PagerDuty Analytics is a separate add-on for all levels.
Modern Incident Response, which provides visibility into ongoing incidents, overlaps somewhat with PagerDuty Visibility. And Event Intelligence, which uses analytics to offer triage recommendations, overlaps with PagerDuty Analytics.
The chief differences between these tools are their target audiences, PagerDuty officials said. Modern Incident Response and Event Intelligence are aimed at incident response teams that handle triage, while Visibility and Analytics are meant for business stakeholders within the wider organization.

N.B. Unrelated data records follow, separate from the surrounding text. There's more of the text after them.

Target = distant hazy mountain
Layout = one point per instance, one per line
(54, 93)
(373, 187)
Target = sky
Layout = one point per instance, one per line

PagerDuty Visibility is available as an add-on to customers on Lite, Platform Team and Platform Business. The add-on list price is $15 per user, per month when purchased annually and $18 per user, per month when purchased month to month for all users in the account, excluding stakeholder users. It will be included for all customers on Enterprise and given to all customers with the existing Operations Command Console add-on at no additional cost.
PagerDuty Analytics is an add-on to all levels of the PagerDuty platform, and pricing information was not disclosed as of press time.
Editor's note: Pricing information was added after publication.